The letter, which can be signed here, also points to the importance of upholding the dignity of families, which “requires rejecting a consumer culture where sex is viewed as a commodity,” as well as having access to paid parental leave, affordable child care, and a humane immigration system.

Signatories to the letter include Sister Carol Keehan, a Daughter of Charity, president and CEO of Catholic Health Association and Helen Alvare, professor of law at George Mason University.

Notably, by conventional standards Keehan would often be seen as a “liberal” and Alvare a “conservative,” but they found common cause in the womens’ appeal.

Keehan praised the fact that so many women, from very different backgrounds and perspectives on many issues, are saying in one voice that “this destructive way of making a point or winning an argument has to stop.”

She told Crux that acrimonious politics not only produces bad outcomes, but it also “leaves the field littered with serious injuries” and it’s “destructive of efforts to develop respectful children, who appreciate the dignity of all and who develop skills for resolving differences in appropriate ways.”

“Most of all,” Keehan said, “it is counter to the Gospel and the witness we owe the world.”

Alvare praised the page-long statement for exuding reasonableness and “near comprehensiveness on Catholic Social Teaching.”

The document, she told Crux, is not only beautifully phrased, but it shows genuine and touching regard for the many human lives at risk in our 21st century world.
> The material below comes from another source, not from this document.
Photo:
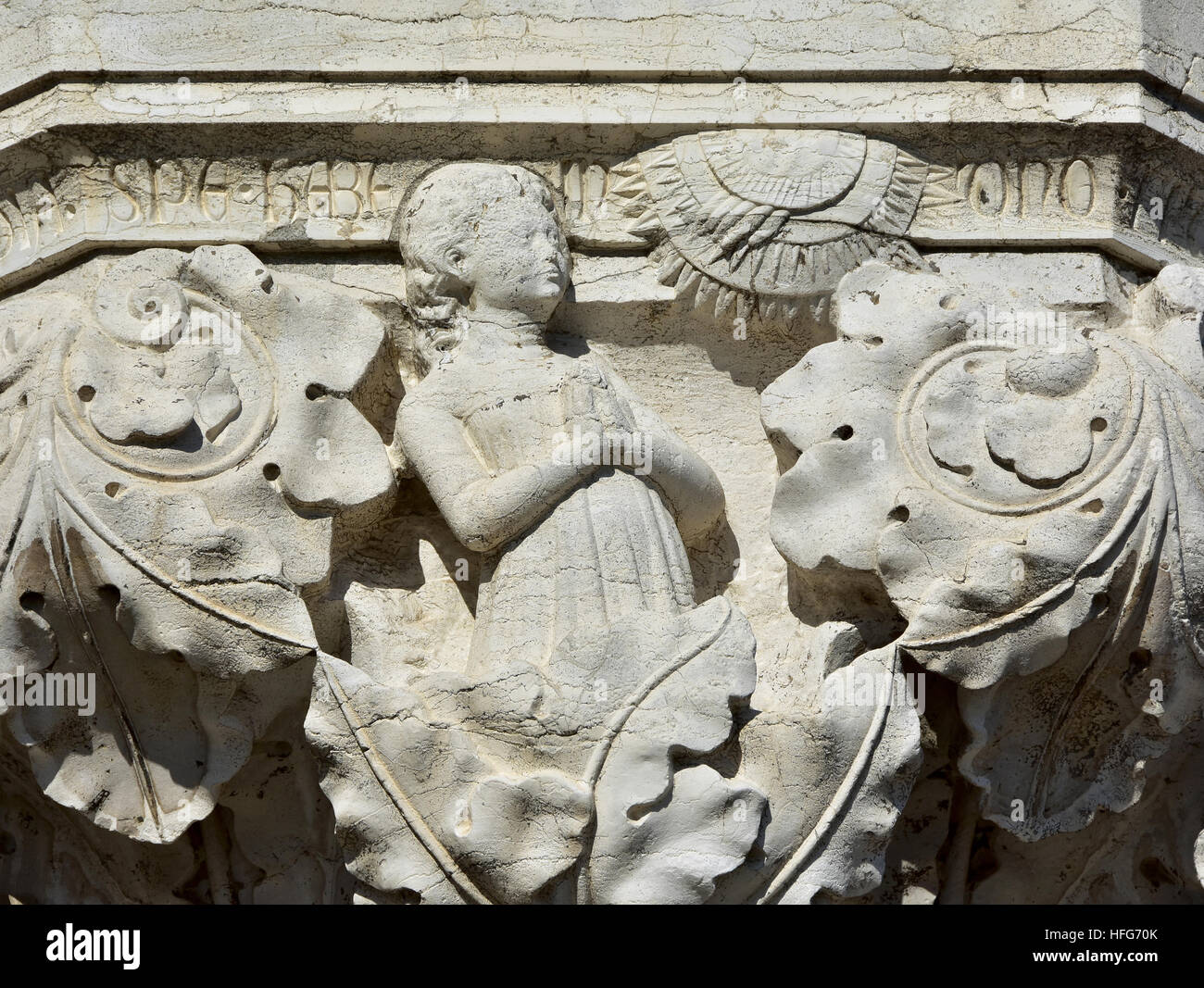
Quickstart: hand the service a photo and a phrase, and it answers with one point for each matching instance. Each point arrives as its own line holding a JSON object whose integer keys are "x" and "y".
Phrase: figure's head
{"x": 482, "y": 237}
“It did so much of what the Church does best when it comes to social justice: stick to passionate regard for human beings without political partisanship; and “loving one’s neighbor” wherever they happen to be strewn on our path,” Alvare said.

She said she signed it because it speaks strongly to the issues she treats daily: “A commodified sex culture, families’ needs for a living wage and work policies allowing them to put care first, and advocacy for the invisible unborn.”

Others signatories are Dominican Sister Donna Markham, president of Catholic Charities USA; Marie Dennis, co-president of Pax Christi International; the Leadership Team of the Institute Sisters of Mercy of the Americas; Patricia McGuire, president of Trinity Washington University; Helen Osman, former secretary of communications at the U.S. Conference of Catholic Bishops; and Dolores Leckey, founding executive director of the Secretariat for Family, Women, Laity and Youth at the USCCB.